Meraviglia e stupore sono nati quando abbiamo pescato Fast and furious: quasi tutti hanno visto il film, tranne la prof. e pochi compagni. Nessuno però è in grado di raccontare la trama in modo che risulti comprensibile a chi ascolta. Ci interroghiamo sul perché e l’argomento del giorno diventa: “Perché non sappiamo raccontare un film?”.
Queste le risposte:

– non sono proprio capace
– ne ho visti tanti e non me lo ricordo, perché mi confondo
– l’ho visto, ma non sono stato attento
– la trama è complessa da raccontare: nel film sono successe tante cose
– non so collegare gli eventi
– non l’ho capito
– non rispondo perché sono agitato
– non ho voglia di parlare
– mi sento sotto pressione
– non mi è piaciuto
– non l’ho visto di recente
– ho paura di sbagliare
– sono timido e temo il giudizio degli altri
– non mi fido delle persone che ho davanti
– quando sono in un gruppo non intervengo
– sono a disagio
– mi parlano sopra
– non so esprimermi come vorrei
– non ho la capacità di raccontare e non riesco a trovare le parole giuste.

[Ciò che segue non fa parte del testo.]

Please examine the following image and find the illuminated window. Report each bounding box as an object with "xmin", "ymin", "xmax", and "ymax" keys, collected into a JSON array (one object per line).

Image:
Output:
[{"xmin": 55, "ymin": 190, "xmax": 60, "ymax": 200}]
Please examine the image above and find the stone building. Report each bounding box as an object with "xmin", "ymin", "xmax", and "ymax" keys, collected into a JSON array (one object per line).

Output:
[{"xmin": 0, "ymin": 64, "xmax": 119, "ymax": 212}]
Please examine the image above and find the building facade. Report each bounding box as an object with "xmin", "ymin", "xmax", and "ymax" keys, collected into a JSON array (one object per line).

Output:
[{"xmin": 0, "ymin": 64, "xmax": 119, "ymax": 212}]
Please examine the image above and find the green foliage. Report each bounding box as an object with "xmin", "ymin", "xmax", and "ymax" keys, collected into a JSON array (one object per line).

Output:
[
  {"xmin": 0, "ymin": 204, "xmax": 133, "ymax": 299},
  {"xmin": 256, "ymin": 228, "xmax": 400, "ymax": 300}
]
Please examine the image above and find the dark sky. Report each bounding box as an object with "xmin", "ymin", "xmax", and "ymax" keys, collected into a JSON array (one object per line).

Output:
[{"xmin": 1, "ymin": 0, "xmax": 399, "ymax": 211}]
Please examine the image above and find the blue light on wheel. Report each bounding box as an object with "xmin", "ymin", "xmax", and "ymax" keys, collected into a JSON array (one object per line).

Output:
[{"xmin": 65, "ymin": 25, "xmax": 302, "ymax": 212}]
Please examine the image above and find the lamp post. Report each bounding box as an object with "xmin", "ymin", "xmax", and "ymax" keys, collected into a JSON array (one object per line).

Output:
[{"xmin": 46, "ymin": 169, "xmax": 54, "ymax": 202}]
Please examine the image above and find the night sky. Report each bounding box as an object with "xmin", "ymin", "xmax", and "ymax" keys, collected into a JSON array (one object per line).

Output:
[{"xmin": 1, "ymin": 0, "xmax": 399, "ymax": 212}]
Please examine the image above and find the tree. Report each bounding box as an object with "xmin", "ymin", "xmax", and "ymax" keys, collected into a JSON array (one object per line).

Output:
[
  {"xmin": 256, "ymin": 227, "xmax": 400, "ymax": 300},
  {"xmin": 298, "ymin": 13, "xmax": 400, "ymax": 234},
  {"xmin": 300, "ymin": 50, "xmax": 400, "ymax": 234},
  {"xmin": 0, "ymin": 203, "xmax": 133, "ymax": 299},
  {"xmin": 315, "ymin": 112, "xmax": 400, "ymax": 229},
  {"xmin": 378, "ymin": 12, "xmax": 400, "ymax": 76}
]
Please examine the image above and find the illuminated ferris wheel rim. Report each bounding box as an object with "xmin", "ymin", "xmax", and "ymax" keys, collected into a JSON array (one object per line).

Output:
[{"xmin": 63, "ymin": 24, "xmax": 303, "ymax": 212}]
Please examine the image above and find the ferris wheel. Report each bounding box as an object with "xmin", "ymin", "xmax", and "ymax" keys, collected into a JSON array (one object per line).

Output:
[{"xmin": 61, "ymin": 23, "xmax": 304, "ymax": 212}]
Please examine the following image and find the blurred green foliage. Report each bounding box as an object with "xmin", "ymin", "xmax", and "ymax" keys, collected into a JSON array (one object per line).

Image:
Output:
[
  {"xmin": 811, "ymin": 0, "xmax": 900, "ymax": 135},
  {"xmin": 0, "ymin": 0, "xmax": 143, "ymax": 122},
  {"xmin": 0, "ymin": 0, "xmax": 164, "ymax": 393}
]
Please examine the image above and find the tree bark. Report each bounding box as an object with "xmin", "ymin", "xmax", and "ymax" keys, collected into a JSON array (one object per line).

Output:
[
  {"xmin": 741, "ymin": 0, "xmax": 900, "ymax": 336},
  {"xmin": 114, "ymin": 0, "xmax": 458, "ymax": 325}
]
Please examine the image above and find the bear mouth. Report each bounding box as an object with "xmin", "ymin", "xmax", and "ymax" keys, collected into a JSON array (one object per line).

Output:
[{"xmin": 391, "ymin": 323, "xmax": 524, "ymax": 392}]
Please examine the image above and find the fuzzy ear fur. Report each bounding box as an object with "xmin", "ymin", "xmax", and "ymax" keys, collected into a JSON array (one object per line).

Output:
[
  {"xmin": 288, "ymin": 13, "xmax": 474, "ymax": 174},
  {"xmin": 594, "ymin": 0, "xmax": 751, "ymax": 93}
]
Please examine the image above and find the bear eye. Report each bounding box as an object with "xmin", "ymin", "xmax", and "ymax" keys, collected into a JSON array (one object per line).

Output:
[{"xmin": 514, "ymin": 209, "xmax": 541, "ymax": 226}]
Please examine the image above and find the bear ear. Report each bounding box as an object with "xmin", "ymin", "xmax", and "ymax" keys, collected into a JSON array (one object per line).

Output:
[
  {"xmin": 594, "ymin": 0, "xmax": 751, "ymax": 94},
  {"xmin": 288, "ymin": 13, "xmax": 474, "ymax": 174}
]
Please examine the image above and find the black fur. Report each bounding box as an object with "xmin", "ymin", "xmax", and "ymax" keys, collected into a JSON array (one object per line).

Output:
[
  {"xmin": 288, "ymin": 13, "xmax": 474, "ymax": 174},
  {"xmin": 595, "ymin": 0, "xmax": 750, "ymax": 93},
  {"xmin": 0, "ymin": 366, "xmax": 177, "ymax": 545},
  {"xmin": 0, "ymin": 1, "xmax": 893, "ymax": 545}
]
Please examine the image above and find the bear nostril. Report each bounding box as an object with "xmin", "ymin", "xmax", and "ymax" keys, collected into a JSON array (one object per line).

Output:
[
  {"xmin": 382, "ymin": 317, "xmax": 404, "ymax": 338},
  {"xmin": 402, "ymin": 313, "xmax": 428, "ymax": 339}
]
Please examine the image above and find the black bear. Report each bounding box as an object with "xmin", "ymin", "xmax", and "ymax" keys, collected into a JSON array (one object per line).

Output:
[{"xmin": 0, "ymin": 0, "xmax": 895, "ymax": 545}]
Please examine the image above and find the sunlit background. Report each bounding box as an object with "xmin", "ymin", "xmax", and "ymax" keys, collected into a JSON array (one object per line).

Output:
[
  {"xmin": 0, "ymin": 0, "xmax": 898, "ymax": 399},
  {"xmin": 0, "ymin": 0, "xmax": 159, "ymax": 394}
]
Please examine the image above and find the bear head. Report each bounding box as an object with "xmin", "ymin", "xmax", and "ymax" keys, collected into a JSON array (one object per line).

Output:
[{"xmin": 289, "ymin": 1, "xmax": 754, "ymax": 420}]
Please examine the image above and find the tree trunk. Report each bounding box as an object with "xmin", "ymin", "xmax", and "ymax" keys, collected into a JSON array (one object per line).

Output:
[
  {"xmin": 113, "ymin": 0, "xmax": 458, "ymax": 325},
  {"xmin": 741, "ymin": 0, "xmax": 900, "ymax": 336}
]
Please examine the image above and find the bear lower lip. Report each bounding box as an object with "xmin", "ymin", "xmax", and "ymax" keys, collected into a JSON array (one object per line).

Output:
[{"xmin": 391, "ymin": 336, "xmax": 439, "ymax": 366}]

I ragazzi prendono consapevolezza della loro difficoltà a parlare in modo fluente, ad esprimersi, a raccontare e di loro iniziativa allargano la questione. Non capita solo se devono narrare la trama di un film: spesso non riescono proprio a farsi capire e a tenere la parola per spiegare o per esprimere qualcosa.
Perché ci accade? si chiedono. Provano a darsi delle risposte e a condividerle:

– non so argomentare
– a scuola a volte non ho studiato
– so le cose, ma non le so collegare
– vado in panico o in ansia
– sono agitato
– sono confuso
– sto in silenzio perché sono timido
– non riesco a entrare nelle conversazioni
– non ho voglia di parlare
– non conosco o non mi piace l’argomento
– mi parlano sopra
– c’è troppo caos e confusione
– non riesco a dire la mia
– mi sento a disagio
– non mi fido degli altri
– ho paura del giudizio
– non voglio fare la spia o parlare di cose che non mi riguardano

Anche questo tratto del percorso rientra nel filo rosso STILI DI VITA: probabilmente è proprio la modalità comunicativa di oggi attraverso i social che porta i ragazzi alla fatica verbale; si esprimono a distanza, senza guardarsi, a monosillabi e con dei simboli o delle sigle.
Diamo spazio allora ai laboratori di scrittura collettiva, che allenano appunto alla PAROLA, all’ascolto, alla condivisione libera, senza giudizi e aperta.
Il lavoro prodotto dalla 3C riflette i ragazzi: asciutto nello stile, fatto di elenchi più che di pensieri, “leggero” nei contenuti, poco profondo e poco personale. Sono loro, belli così, viene da dire. E auguriamo a questi ragazzi di scoprire un giorno il mistero che sta dietro le parole e l’importanza di saperle usare in modo chiaro, ponderato e responsabile.

In 1C invece il viaggio è cominciato quest’anno, con l’entusiasmo totale dei ragazzi, talmente desiderosi di parlare da dover essere educati ad alzare la mano. Subito si sono resi conto di quanto sia bello ascoltare ed essere ascoltati, parlare e dire il proprio pensiero senza essere giudicati, proporre vie nuove, collaborare per scrivere. NATI PER SCRIVERE hanno intitolato infatti il loro lavoro e lo hanno dedicato spontaneamente a don Milani, comprendendo quanto bene si stesse alla sua scuola, della quale in classe abbiamo adottato alcune caratteristiche. I ragazzi hanno con sincerità tirato fuori alcune loro paure, sulle quali si è riflettuto insieme, e hanno guidato le anse e le curvature delle discussioni. Il setting con il tavolone è stato alternato a quello con i banchi a ferro di cavallo e al cerchio senza banchi, a volte senza sedie addirittura. Il benessere del momento ci ha indirizzato alla scelta di volta in volta.

Il viaggio della 1C è appena cominciato… e i ragazzi hanno chiesto di continuarlo.